Surrounded by more than thirty millennial women, I sat in the heart of the Senate office building and participated in a mock committee meeting on clean air. It is with these women that I began to realize my true potential and, more importantly, my true worth. Our unique experience provides us with the tools to accurately represent everyone- as we are mothers, daughters, sisters, scientists, doctors, teachers, policymakers, and so much more. The Public Leadership Education Network (PLEN) provided me with the skills needed to empower myself and other women to make a difference.
Through PLEN’s Women and Congress Seminar, I learned practical skills like networking, resume building, and lobbying. During panel sessions, we were told the ins and outs of campaigning and the best way to ask people for money-- no matter how uncomfortable it may be. I learned the good, the bad, and the ugly about having a career on the hill, and then how to navigate the relationships made through positions similar to that. I was taught skills I didn’t know I lacked: salary negotiation, work and personal life balance, and job hunt.

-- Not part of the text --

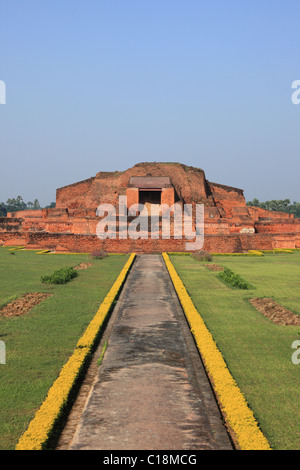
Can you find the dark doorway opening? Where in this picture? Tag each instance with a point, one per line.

Most importantly, I realized the significance of standing up for all women, despite their views. Women must be a part of the conversation before we can even begin to express opposing opinions, and that cannot happen when we stand against each other. We must realize we have the ability to influence policy and challenge the status quo. It’s time we stand up for ourselves, stand out against injustice, and run against those who resist inclusion. Women, like young people, have a marginalized voice in our society and the lessons I have learned can help both overcome the obstacles that stand in the way of success. Essentially, our voice is stronger when we use it collectively and we need to use that voice to create change.